Minerals: Their Functions And Their Sources

When learning about how your body functions, the terms “vitamins” and “minerals” come up more than most. This is all with good reason, considering vitamins and minerals are what your body needs to function normally! This guide will be focusing on minerals in particular, establishing exactly what they are and why your body needs them.

What Are Minerals?

Just like vitamins, minerals are needed to support your body’s normal function. Your body needs large amounts of major minerals and smaller amounts of trace minerals, but both are just as important as each other.

Sourcing Minerals

There are several minerals out there, but in this guide, we will be taking you through six of the most well-known. You will learn a bit about each one, followed by where to find them.

  1. Calcium

Calcium is needed for the normal structure of bones and teeth. It also regulates the functioning of your nerves and has been found to be needed for normal blood clotting (EFSA, 2009). As you probably already know, calcium is most densely found in dairy products like milk and cheese. It can also be sourced from nuts and leafy vegetables, making it accessible to vegans, too.

  1. Iron

Iron has many important roles to play, including helping you to fight against tiredness (EFSA, 2010). For this reason, many people take iron tablets to safeguard their intake. Iron can also be found in a variety of foods including red meat, fish, legumes, leafy greens and fortified cereals.

  1. Magnesium

Magnesium contributes to the maintenance of a healthy immune system. It also supports hormonal health and the regulation of blood pressure (EFSA, 2010). It can be found in green vegetables, legumes and nuts. This is great news for vegetarians and vegans!

  1. Potassium

Potassium helps to maintain healthy blood pressure (EFSA, 2010). It can be found in many fruits and vegetables as well as milk and meat. This makes it a mineral that’s accessible to anyone, no matter the diet.

  1. Phosphorus

Phosphorus supports the structure of bones and teeth (EFSA, 2009).

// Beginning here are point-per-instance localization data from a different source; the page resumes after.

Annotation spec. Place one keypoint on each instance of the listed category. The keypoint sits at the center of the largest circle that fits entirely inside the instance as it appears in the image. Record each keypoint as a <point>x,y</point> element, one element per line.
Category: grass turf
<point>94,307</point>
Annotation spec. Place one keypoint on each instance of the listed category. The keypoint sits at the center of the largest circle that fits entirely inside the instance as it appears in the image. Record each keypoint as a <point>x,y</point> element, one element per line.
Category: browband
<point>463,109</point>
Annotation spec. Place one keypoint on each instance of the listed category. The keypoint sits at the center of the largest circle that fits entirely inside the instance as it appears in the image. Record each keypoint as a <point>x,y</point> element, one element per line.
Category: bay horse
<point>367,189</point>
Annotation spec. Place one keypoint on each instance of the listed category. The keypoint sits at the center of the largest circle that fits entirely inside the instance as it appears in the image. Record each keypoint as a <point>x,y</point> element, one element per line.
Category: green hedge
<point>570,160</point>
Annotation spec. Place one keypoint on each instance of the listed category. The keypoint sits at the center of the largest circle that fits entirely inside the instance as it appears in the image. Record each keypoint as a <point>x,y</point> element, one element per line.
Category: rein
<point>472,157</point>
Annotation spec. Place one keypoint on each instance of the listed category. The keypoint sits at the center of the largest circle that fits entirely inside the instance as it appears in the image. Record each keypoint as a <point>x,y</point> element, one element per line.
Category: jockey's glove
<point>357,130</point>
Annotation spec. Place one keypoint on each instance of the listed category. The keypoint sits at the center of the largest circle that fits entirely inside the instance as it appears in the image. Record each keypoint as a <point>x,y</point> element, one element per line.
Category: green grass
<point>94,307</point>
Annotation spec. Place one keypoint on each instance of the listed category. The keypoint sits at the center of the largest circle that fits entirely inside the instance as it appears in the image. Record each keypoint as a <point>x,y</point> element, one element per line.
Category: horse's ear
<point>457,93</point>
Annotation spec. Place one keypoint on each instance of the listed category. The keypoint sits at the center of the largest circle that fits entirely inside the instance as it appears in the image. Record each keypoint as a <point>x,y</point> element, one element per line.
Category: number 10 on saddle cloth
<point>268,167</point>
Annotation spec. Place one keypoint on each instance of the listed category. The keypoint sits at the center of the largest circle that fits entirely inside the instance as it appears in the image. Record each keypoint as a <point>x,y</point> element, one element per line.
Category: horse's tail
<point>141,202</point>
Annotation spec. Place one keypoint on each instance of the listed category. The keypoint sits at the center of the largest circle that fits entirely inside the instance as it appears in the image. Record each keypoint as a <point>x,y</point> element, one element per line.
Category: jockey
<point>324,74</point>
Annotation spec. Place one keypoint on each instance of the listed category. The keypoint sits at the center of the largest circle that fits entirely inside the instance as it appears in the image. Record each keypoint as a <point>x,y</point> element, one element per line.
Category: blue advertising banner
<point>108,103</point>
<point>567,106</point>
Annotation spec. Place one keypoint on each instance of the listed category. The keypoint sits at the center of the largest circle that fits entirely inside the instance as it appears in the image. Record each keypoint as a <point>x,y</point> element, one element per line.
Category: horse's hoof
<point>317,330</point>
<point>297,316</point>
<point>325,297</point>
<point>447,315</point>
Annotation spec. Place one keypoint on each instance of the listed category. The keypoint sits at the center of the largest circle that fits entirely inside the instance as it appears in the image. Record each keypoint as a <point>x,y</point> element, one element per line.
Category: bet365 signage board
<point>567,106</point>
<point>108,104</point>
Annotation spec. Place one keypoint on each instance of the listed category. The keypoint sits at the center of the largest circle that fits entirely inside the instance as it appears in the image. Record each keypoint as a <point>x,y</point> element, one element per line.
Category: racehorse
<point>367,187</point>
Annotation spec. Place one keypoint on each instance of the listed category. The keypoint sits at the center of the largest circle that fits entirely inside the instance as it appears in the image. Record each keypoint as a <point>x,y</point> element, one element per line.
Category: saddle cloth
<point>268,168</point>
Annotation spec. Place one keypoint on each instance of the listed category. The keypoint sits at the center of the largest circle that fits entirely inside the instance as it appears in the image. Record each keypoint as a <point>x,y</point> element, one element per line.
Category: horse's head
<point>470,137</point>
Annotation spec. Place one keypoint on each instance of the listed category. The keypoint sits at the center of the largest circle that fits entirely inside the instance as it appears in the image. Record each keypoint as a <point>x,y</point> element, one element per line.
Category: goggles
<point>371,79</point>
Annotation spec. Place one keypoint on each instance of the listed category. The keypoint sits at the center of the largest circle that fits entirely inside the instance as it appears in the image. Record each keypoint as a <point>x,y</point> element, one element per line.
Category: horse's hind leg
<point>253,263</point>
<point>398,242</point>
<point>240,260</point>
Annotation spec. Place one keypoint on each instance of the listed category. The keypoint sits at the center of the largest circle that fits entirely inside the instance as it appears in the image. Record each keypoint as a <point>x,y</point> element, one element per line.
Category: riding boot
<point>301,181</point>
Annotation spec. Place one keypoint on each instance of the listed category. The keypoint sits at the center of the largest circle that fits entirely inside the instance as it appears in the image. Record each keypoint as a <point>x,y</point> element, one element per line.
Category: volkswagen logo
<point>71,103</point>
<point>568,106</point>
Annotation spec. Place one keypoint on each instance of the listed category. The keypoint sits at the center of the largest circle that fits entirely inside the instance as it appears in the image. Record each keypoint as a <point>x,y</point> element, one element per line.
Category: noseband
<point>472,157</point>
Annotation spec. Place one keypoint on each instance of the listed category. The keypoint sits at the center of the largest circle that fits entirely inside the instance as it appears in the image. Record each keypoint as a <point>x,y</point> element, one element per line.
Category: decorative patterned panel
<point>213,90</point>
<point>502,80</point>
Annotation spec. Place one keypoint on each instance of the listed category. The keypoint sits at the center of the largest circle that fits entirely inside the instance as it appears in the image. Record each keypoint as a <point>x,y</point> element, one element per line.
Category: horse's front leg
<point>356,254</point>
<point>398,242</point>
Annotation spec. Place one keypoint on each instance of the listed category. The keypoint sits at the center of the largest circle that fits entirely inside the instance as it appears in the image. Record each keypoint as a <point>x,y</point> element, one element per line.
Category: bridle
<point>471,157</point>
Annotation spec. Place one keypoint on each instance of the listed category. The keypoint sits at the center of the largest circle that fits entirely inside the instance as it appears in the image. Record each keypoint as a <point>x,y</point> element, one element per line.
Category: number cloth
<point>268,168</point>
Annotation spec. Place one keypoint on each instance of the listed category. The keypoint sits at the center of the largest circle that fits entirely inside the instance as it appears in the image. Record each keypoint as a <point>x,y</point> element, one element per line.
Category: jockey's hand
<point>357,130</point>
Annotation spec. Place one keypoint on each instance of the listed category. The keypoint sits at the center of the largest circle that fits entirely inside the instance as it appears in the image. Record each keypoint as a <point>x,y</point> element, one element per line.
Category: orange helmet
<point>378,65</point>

It can be sourced from nuts and meats, making it a mineral that’s mainly found in high-protein foods.

  1. Sodium

Sodium supports the functioning of your muscles (EFSA, 2011). It isn’t found in many foods, but nowadays, can be found in a lot of processed foods.

Are You Getting Your Minerals?

With such important roles to play in the body, ensuring you are getting all of the right minerals is super important. Luckily, as you can tell by their sources, maintaining a balanced diet will help you to manage your mineral intake. There are, however, plenty of supplements out there should you need them! The choice is completely yours, but we always recommend visiting a nutritionist before making any decisions. They will be able to assess your current situation and decide on what steps need to be taken.